Second Sunday of Lent 2021: Gospel: Mk 9:2-10
Why are we reading this story during Lent? First of all, it is grounded in the story of the Exodus, the context in which much of Lent is situated. The book is read almost daily in the Office of Readings. A number of the passages read at Mass quote portions of the Law revealed to Moses on Sinai by the God of fire, and the gospel readings urge us to obey its prescriptions about how to treat other people of all sorts. And the story of the Passover from the Book of Exodus, the story that sets off the journey from Egypt into the desert, opens the Liturgy of the Lord’s Supper on Holy Thursday evening, thus plunging us into the paschal mystery spread out before us on Thursday, Good Friday, and in the magnificent readings of the Easter Vigil and Easter Sunday.
On Good Friday, darkness took over the earth, but on Easter Sunday, Jesus, the fiery Sun of Justice broke through the darkness to deliver all peoples from ultimate death. That is where our Lenten journey is taking us through all our penitential efforts to prune away what holds us back and keeps is down beneath the thumb of sin and death. So the Second Sunday of Lent makes the promise that leads us from this present "valley of darkness,” whatever form that takes in our lives, into the presence of the Risen Christ who embodies God’s fiery glory in human flesh.
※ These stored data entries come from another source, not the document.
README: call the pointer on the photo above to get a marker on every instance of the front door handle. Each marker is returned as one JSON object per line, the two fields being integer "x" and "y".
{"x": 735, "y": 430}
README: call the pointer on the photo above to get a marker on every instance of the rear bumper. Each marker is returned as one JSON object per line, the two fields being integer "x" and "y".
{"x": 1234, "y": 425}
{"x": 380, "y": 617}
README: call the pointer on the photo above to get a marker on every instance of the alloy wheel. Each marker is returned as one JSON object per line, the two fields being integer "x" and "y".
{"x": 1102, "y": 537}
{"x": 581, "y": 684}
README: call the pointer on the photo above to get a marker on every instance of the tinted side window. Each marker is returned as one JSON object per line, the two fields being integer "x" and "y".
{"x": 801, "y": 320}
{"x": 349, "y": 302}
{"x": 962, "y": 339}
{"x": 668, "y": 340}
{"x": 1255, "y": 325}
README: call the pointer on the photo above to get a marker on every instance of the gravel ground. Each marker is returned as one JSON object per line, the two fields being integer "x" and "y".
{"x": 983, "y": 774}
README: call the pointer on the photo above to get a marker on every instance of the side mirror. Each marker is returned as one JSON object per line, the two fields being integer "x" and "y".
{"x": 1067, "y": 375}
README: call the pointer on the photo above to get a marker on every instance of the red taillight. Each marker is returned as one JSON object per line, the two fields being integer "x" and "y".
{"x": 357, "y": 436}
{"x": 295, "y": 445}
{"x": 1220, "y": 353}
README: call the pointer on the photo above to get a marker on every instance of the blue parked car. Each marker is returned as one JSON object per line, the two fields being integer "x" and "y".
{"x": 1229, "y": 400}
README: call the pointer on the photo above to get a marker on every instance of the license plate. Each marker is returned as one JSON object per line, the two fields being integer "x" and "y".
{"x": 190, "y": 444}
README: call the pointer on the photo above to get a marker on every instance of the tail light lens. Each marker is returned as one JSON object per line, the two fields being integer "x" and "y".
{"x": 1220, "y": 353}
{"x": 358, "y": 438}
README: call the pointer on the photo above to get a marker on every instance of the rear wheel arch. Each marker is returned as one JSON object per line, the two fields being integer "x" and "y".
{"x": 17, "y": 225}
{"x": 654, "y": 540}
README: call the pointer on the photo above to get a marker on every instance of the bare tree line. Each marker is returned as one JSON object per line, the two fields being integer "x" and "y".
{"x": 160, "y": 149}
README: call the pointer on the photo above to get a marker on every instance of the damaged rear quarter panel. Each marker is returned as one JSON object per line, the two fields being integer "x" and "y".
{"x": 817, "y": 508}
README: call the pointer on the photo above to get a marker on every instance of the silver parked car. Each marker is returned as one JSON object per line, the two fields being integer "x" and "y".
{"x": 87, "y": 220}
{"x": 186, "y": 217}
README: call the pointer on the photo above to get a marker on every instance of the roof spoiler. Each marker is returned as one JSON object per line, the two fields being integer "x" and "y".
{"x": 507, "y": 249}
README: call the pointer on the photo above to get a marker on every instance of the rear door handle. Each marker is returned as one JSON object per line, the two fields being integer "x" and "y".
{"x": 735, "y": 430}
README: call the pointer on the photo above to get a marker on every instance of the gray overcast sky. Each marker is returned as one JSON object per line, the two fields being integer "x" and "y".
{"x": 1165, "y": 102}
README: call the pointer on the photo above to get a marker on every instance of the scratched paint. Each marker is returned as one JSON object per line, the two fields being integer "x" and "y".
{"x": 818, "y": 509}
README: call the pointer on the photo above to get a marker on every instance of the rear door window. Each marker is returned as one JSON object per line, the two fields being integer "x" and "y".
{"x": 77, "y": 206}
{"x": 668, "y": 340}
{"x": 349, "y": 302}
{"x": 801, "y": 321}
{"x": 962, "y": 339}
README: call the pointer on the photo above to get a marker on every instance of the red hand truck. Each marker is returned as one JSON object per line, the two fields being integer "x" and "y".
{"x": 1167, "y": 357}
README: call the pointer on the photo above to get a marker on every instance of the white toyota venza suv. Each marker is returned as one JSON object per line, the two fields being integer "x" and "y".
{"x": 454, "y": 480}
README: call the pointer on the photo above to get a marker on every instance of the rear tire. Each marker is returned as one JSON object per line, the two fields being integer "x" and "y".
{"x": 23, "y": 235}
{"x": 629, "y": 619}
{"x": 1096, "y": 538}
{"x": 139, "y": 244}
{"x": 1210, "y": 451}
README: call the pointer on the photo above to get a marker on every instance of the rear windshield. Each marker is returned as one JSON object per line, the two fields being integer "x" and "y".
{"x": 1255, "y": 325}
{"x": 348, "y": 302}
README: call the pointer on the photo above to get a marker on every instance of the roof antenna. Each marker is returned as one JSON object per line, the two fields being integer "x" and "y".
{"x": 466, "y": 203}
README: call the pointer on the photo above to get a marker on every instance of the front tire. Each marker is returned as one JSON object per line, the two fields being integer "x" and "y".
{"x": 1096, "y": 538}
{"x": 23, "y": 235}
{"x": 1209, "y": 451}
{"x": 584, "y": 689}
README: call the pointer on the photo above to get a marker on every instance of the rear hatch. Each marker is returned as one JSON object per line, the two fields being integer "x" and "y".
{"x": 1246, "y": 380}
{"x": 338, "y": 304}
Note: Francis Xavier Cardinal Nguyen Van Thuan (1928-2002) was a remarkable man. A native of Vietnam, he was appointed Coadjutor Bishop of Saigon six days before the city fell to the North Vietnamese Army. He was imprisoned by the communist government of Vietnam in a re-education camp for 13 years, nine in solitary confinement (Wikipedia). While there, he did not spend his time and energy brooding on his own suffering but instead found every way he could to scribble messages to his people on whatever scraps of paper he could get. The messages are not complaints, though complaints would certainly have been justified. They are calls to hope. They were eventually compiled into the book, The Road to Hope: A Gospel from Prison. The most recent edition was published in 2013 by Wellspring. Pope Benedict XVI said of the book: “During thirteen years in jail, in a situation of seemingly utter hopelessness, the fact that he could listen and speak to God became for him an increasing power of hope, which enabled him, after his release, to become for people all over the world a witness to hope—to that great hope which does not wane even in the nights of solitude.” The late Cardinal’s cause for beatification was officially opened in 2007.